According to Saving Iceland, the Thjórsárver wetlands of central Iceland are a unique ecosystem. Located in Iceland’s interior, the wetlands stretch 120 square kilometres from the Hofsjökull glacier in the northern highlands to surrounding volcanic deserts and are characterized by remarkable biodiversity. A description on the World Wildlife Fund website points not only to the variance of the landscape itself—“tundra meadows intersected with numerous glacial and spring-fed streams, a large number of pools, ponds, lakes and marshes, and rare permafrost mounds”—but also to the area’s unique plant and birdlife. It is registered as a Ramsar site.
Thjórsárver is fed by Iceland’s longest river, Thjórsá. BirdLife International have recognized the Thjórsárver wetlands as an Important Bird Area, primarily because of its importance for the Pink-footed Goose (Anser brachyrynchus).
The wetlands are also a hotspot for controversy. The issue is whether the building of reservoirs and other infrastructure for hydroelectric power development within the wetlands should go ahead. The Thjórsá River is vital not only to the Thjórsárver wetlands, but also to Iceland’s hydroelectric industry.
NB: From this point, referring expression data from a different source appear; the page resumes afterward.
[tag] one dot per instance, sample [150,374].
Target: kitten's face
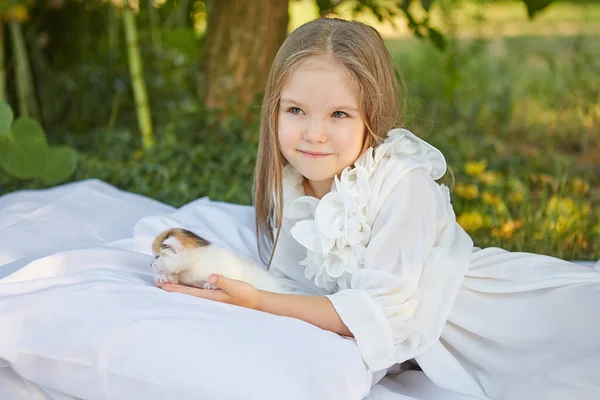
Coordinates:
[170,245]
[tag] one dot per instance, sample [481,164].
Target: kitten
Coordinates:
[181,256]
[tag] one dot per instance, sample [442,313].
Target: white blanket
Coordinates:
[80,317]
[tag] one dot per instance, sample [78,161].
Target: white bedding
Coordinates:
[80,317]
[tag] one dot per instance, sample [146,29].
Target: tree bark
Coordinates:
[242,38]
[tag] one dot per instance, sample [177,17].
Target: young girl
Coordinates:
[360,228]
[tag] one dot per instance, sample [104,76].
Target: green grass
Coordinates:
[500,19]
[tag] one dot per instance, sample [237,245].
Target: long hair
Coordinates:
[360,48]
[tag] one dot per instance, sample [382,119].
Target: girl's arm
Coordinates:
[316,310]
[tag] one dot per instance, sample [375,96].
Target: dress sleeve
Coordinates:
[397,305]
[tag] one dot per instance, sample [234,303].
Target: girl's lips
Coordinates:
[313,154]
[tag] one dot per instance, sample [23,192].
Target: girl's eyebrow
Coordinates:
[344,107]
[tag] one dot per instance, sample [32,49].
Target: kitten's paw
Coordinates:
[209,286]
[167,279]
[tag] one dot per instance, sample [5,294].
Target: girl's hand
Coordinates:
[232,291]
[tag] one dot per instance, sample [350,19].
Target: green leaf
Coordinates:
[6,117]
[426,4]
[325,5]
[437,38]
[535,6]
[5,5]
[26,153]
[62,161]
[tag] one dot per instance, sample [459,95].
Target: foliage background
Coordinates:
[513,104]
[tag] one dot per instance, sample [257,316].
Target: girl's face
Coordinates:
[321,129]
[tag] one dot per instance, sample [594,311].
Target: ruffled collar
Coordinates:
[336,229]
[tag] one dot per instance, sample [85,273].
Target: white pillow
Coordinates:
[88,322]
[92,325]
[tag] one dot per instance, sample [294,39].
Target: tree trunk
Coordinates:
[137,78]
[26,95]
[2,69]
[241,41]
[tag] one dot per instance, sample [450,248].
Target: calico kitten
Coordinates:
[181,256]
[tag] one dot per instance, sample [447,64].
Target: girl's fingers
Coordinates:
[216,295]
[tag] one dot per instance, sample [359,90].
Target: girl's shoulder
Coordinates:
[403,151]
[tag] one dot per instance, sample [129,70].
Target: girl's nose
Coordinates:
[316,131]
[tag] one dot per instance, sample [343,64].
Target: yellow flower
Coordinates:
[490,198]
[516,197]
[580,186]
[468,192]
[17,13]
[489,177]
[562,224]
[507,229]
[475,168]
[500,207]
[543,178]
[470,221]
[560,206]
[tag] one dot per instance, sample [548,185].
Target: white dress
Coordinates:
[384,246]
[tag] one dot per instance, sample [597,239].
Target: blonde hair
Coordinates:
[360,48]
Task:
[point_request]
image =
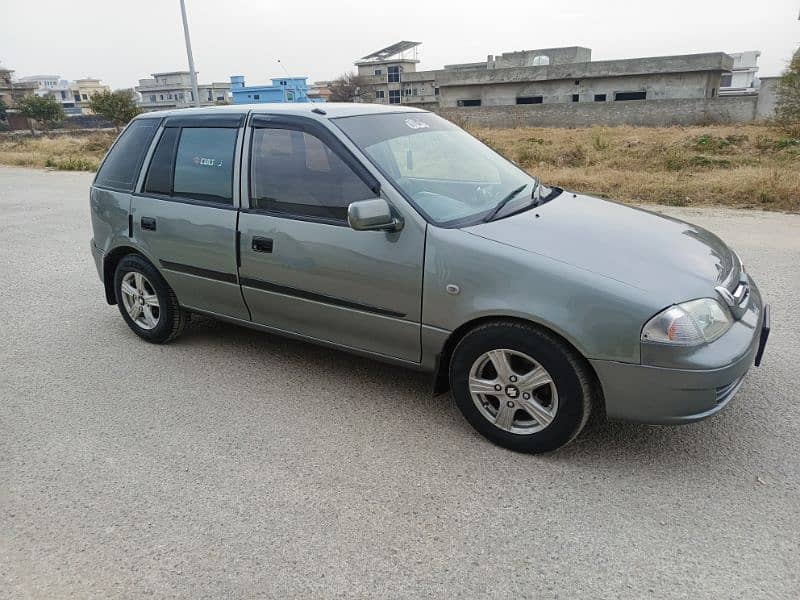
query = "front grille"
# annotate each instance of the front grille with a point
(726, 392)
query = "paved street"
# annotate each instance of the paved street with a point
(237, 464)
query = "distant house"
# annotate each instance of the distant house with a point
(74, 96)
(84, 89)
(282, 89)
(12, 90)
(173, 89)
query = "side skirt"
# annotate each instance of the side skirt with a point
(288, 334)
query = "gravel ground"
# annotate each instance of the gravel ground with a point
(236, 464)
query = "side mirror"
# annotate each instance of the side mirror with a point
(372, 215)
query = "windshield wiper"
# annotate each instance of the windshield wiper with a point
(508, 198)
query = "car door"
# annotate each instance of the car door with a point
(184, 216)
(303, 270)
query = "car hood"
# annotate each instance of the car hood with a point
(654, 253)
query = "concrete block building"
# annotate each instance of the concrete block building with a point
(173, 89)
(543, 76)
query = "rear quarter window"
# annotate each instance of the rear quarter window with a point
(120, 169)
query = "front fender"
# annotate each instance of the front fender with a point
(601, 317)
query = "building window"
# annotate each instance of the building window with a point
(630, 96)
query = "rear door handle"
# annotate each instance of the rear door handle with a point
(261, 244)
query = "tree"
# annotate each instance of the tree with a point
(45, 109)
(119, 106)
(787, 110)
(350, 87)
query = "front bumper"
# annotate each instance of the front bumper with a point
(671, 396)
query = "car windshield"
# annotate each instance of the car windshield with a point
(450, 176)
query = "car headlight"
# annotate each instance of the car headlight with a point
(688, 324)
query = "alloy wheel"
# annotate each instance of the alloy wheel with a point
(513, 391)
(140, 300)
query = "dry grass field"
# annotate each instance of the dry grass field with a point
(743, 166)
(77, 151)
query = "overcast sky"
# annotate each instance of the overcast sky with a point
(121, 42)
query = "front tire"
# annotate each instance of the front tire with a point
(147, 303)
(521, 387)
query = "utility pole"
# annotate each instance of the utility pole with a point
(192, 72)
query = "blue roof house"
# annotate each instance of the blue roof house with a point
(282, 89)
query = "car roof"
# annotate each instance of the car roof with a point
(331, 110)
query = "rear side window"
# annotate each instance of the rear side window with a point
(204, 164)
(121, 167)
(159, 175)
(295, 173)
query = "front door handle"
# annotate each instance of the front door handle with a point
(260, 244)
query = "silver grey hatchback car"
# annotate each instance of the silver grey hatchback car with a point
(390, 232)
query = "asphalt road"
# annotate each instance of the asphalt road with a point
(237, 464)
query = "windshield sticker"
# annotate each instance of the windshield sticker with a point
(417, 124)
(201, 161)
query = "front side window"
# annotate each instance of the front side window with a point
(204, 164)
(451, 177)
(121, 167)
(296, 174)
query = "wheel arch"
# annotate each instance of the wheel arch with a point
(441, 380)
(110, 262)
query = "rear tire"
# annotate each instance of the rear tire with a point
(521, 387)
(147, 303)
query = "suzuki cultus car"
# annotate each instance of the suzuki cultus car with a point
(390, 232)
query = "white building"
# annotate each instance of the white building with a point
(74, 96)
(743, 77)
(53, 85)
(174, 90)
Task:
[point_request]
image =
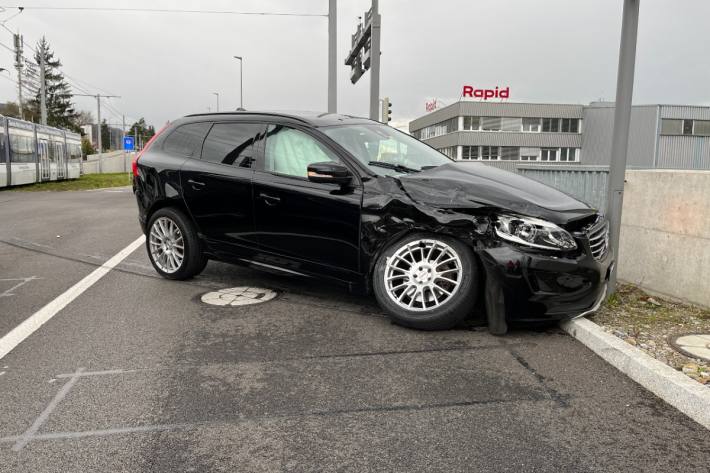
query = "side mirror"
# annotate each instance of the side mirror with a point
(329, 173)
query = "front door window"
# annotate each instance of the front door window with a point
(290, 151)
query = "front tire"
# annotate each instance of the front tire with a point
(173, 246)
(428, 282)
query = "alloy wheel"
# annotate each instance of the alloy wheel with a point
(167, 246)
(423, 275)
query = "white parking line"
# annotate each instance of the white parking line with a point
(36, 320)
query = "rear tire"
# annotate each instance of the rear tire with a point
(427, 282)
(173, 246)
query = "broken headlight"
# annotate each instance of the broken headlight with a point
(533, 232)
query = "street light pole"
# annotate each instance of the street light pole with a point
(375, 62)
(622, 119)
(217, 94)
(332, 57)
(241, 81)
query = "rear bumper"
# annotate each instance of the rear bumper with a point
(539, 287)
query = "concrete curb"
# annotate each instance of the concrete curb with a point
(678, 390)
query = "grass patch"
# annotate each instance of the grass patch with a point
(648, 322)
(88, 181)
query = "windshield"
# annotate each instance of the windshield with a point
(385, 150)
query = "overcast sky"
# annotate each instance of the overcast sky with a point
(168, 65)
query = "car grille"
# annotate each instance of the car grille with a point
(598, 236)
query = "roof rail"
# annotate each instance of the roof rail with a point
(246, 112)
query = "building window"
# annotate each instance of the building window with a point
(491, 123)
(671, 127)
(490, 152)
(529, 154)
(450, 151)
(471, 152)
(548, 154)
(510, 153)
(702, 128)
(687, 127)
(511, 124)
(551, 125)
(471, 123)
(568, 154)
(569, 125)
(531, 124)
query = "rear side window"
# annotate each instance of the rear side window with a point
(187, 139)
(232, 143)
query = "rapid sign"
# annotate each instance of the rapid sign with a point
(485, 94)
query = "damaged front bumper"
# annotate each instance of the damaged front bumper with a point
(537, 287)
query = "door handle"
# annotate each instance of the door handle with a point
(269, 200)
(196, 184)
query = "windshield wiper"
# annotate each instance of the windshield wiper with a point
(395, 167)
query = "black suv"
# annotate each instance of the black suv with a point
(359, 203)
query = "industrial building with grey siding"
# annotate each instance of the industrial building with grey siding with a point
(661, 136)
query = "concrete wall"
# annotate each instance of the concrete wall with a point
(665, 233)
(114, 161)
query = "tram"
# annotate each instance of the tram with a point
(32, 153)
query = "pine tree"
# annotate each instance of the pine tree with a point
(60, 110)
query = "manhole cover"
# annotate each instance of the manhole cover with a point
(236, 296)
(696, 345)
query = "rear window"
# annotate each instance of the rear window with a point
(232, 143)
(186, 140)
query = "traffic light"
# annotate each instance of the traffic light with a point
(386, 110)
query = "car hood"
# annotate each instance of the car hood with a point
(477, 185)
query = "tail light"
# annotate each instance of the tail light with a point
(137, 156)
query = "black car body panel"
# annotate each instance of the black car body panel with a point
(475, 186)
(245, 214)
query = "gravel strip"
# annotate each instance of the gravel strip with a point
(650, 322)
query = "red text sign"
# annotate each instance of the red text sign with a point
(485, 94)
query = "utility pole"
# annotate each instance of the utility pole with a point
(241, 82)
(98, 138)
(123, 136)
(375, 59)
(42, 87)
(622, 119)
(18, 65)
(332, 57)
(365, 55)
(98, 120)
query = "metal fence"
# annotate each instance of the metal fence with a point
(112, 161)
(586, 183)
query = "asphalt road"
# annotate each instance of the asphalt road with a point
(137, 374)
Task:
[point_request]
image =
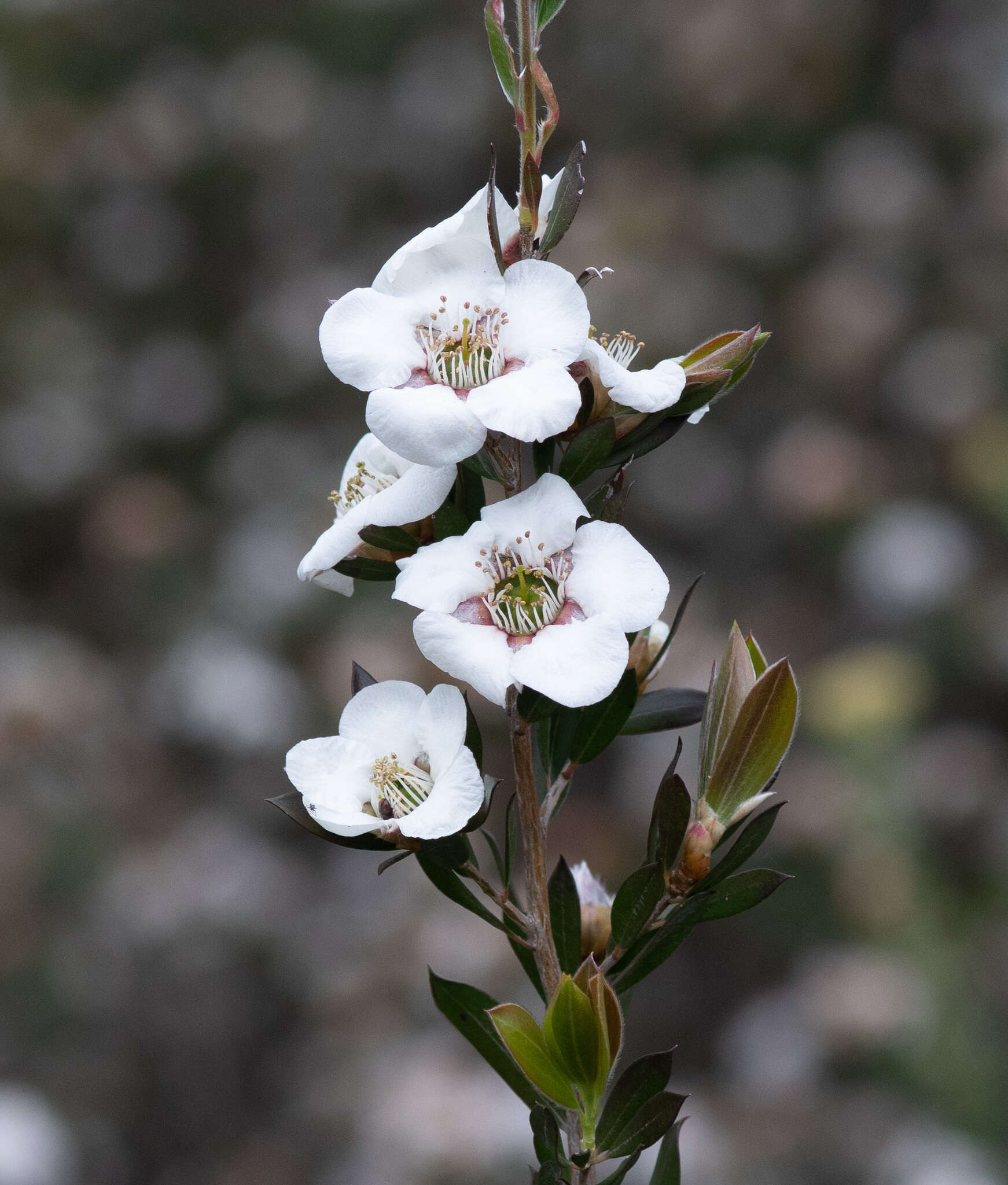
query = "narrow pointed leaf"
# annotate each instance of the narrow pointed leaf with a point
(588, 451)
(467, 1007)
(635, 902)
(565, 918)
(668, 708)
(601, 723)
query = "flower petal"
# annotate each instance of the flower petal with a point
(575, 664)
(443, 574)
(457, 797)
(370, 339)
(547, 313)
(549, 511)
(428, 425)
(384, 719)
(441, 727)
(476, 654)
(530, 403)
(612, 574)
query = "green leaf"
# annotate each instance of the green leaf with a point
(448, 883)
(641, 1081)
(669, 819)
(359, 679)
(635, 902)
(667, 1168)
(731, 683)
(759, 741)
(601, 723)
(500, 50)
(391, 538)
(467, 1007)
(546, 1136)
(359, 568)
(293, 806)
(543, 455)
(572, 1037)
(545, 11)
(568, 196)
(474, 739)
(588, 451)
(527, 1046)
(669, 708)
(449, 521)
(746, 845)
(565, 918)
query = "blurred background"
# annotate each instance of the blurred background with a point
(192, 991)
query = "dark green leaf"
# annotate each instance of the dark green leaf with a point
(448, 522)
(546, 1136)
(667, 1168)
(669, 819)
(635, 902)
(543, 455)
(448, 883)
(359, 679)
(500, 50)
(466, 1007)
(588, 451)
(569, 189)
(641, 1081)
(293, 806)
(746, 845)
(474, 739)
(601, 723)
(390, 538)
(565, 918)
(363, 569)
(669, 708)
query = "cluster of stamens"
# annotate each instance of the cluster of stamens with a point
(364, 484)
(528, 587)
(399, 788)
(623, 348)
(467, 354)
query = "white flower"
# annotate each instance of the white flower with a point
(524, 598)
(378, 488)
(398, 763)
(455, 348)
(643, 390)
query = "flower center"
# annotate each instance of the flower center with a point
(463, 351)
(364, 484)
(399, 788)
(528, 588)
(622, 348)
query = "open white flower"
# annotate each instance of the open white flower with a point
(609, 359)
(457, 348)
(399, 763)
(378, 488)
(525, 598)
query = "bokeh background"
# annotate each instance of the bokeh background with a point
(193, 992)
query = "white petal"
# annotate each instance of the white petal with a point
(476, 654)
(428, 425)
(441, 727)
(575, 664)
(444, 574)
(614, 575)
(549, 511)
(417, 493)
(370, 339)
(530, 403)
(384, 719)
(547, 313)
(457, 797)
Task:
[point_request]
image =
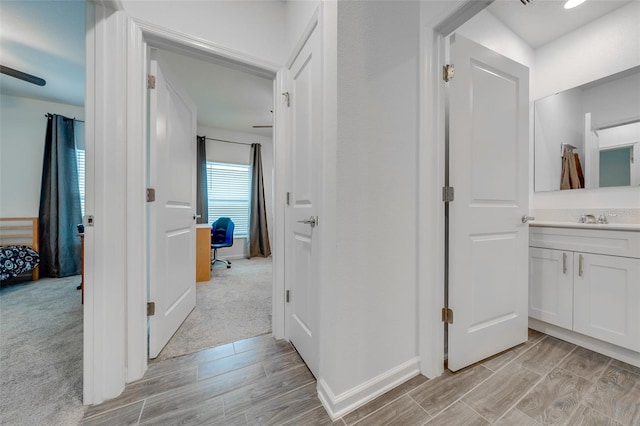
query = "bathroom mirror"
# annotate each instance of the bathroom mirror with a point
(589, 136)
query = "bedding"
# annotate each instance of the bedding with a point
(16, 260)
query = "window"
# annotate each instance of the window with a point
(228, 191)
(80, 160)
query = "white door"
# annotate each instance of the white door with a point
(172, 225)
(302, 242)
(488, 168)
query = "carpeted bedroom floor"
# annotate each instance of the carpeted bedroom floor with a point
(233, 305)
(41, 353)
(41, 337)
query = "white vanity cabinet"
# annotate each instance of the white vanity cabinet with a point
(588, 281)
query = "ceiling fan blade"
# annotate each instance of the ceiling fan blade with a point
(22, 76)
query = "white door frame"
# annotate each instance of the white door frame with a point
(142, 34)
(431, 168)
(115, 322)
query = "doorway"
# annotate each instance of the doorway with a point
(234, 110)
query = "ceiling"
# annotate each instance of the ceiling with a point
(226, 98)
(46, 38)
(542, 21)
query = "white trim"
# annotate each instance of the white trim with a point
(617, 352)
(136, 219)
(280, 162)
(339, 405)
(105, 243)
(311, 25)
(169, 39)
(431, 168)
(115, 322)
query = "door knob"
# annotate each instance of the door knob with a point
(526, 218)
(313, 221)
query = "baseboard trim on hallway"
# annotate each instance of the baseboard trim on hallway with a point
(339, 405)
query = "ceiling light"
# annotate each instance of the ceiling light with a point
(570, 4)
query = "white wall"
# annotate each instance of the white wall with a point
(603, 47)
(606, 46)
(256, 28)
(489, 31)
(240, 154)
(613, 102)
(22, 132)
(374, 274)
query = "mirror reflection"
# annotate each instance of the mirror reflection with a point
(589, 136)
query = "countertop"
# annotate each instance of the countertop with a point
(602, 226)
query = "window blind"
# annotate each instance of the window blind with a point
(80, 161)
(228, 191)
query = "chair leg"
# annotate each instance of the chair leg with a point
(216, 259)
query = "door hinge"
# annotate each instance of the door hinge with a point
(447, 194)
(447, 315)
(151, 81)
(447, 72)
(88, 220)
(151, 195)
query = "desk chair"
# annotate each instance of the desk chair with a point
(221, 236)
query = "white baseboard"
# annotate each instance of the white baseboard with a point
(616, 352)
(339, 405)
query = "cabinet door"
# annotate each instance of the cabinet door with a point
(607, 299)
(551, 286)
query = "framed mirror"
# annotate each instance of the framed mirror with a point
(589, 136)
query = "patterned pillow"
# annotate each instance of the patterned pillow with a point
(15, 260)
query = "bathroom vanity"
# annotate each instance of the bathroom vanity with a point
(584, 285)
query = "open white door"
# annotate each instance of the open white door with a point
(489, 170)
(172, 225)
(301, 227)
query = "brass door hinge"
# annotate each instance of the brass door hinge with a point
(447, 194)
(447, 315)
(287, 98)
(447, 72)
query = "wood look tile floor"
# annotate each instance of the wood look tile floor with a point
(261, 381)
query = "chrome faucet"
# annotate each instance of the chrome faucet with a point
(587, 218)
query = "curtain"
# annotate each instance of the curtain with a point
(258, 233)
(60, 211)
(202, 198)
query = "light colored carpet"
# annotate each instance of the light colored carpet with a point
(41, 337)
(233, 305)
(41, 353)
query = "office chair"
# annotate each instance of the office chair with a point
(221, 236)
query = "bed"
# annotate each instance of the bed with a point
(19, 258)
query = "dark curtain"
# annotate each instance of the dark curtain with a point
(202, 199)
(258, 233)
(60, 211)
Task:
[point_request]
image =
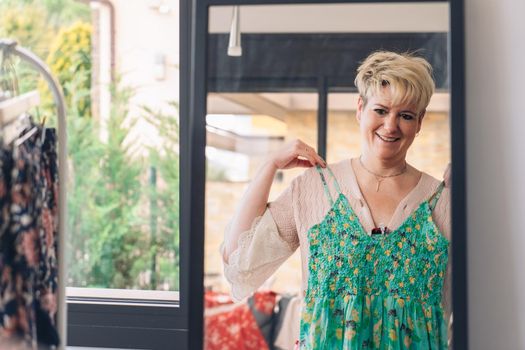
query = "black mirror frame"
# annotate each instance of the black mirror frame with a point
(193, 161)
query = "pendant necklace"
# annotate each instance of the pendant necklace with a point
(379, 178)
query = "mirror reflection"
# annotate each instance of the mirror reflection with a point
(327, 213)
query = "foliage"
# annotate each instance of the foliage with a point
(70, 56)
(164, 248)
(31, 30)
(124, 229)
(35, 23)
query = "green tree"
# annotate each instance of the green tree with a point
(164, 231)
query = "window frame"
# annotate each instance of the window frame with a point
(143, 323)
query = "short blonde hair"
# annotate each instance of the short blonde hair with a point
(408, 77)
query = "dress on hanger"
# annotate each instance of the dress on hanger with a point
(374, 292)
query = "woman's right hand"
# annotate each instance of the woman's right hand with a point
(296, 154)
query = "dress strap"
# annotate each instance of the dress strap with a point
(336, 184)
(325, 185)
(435, 197)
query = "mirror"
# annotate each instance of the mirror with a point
(277, 73)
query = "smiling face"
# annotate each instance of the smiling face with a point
(387, 129)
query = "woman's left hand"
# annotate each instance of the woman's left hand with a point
(446, 176)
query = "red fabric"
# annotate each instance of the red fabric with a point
(235, 327)
(265, 302)
(214, 299)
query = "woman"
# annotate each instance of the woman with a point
(373, 230)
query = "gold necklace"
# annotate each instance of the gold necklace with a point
(379, 177)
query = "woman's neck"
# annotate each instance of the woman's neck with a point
(383, 167)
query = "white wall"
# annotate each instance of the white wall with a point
(495, 92)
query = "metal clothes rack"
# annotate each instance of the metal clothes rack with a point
(11, 47)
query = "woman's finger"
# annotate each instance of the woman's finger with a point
(312, 154)
(446, 176)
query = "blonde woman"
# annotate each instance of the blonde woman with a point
(373, 230)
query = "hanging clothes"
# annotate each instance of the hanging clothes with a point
(28, 236)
In the 1960s, Landsvirkjun, Iceland’s national power company, announced plans to construct a 200km2 reservoir that would have inundated almost all of the wetlands, including the breeding grounds of the Pink-footed Goose. In response to public opposition, the project was abandoned in 1981 and the Icelandic government established the Thjórsárver Nature Reserve in part of the wetlands. This protection is not absolute however.
Accordingly, Landsvirkjun proposed a 30m-high dam with a smaller reservoir covering some 65km2. Facing mounting criticism from both scientists and the local population, Landsvirkjun lowered its ambitions again, and is now proposing a 24m-high dam with a 32.5km2 reservoir.
Conservation groups such as Birdlife International and the Iceland Nature Conservation Association have shown concern for the loss of habitat.
Originally, the energy from Thjórsárver would have been used for the expansion of the Rio Tinto Alcan smelter at Straumsvik, Hafnafjordur. However, in 2007 a local referendum there ruled against the expansion.